With unemployment levels nearing 15 percent, and a $2.8 billion budget gap threatening a government shutdown, Michigan is hopeful that a program meant to provide job retraining will provide a boon to the slumping automotive sector.
“We fought hard to bring this money to Michigan and worked closely with Secretary Solis and our congressional delegation to ensure that we are able to provide thousands of dislocated workers the chance to start new careers in the sectors that are driving the diversification of Michigan’s economy,” Gov. Granholm said in a statement.
The U.S. Department of Labor awarded National Emergency Grants (NEGs) through the American Recovery and Reinvestment Act to cover three of the hardest hit regions of Michigan. The grants are intended to expand service capacity and will provide funds to dislocated workers in those counties for one year. Those workers who have been dislocated, as well as those who become dislocated over the next two months are eligible to receive training and support services.

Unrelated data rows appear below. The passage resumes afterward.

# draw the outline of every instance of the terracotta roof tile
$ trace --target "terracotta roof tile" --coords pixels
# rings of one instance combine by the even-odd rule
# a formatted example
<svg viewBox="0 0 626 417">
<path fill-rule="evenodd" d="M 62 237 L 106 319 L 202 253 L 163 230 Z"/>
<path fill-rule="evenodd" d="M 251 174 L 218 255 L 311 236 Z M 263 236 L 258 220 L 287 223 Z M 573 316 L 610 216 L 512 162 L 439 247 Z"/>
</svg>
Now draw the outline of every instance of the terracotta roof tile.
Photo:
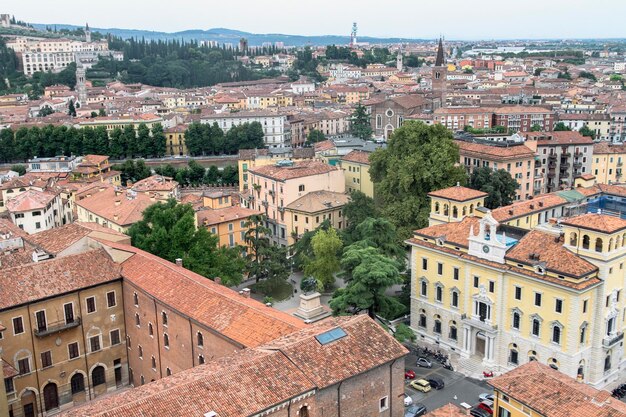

“We are committed to aggressively competing for additional funding to provide services Michigan’s citizens so desperately need,” Michigan Department of Energy, Labor and Economic Growth (DELEG) Deputy Director Andy Levin said.
In a recent article, Nextgov chronicled Michigan’s use of information technology in helping to transform the state’s economic engine. Michigan officials are hopeful that broadband and electronic health records help entice more technology firms to move operations within Michigan’s borders, Nextgov’s Guatham Nagesh said in his article.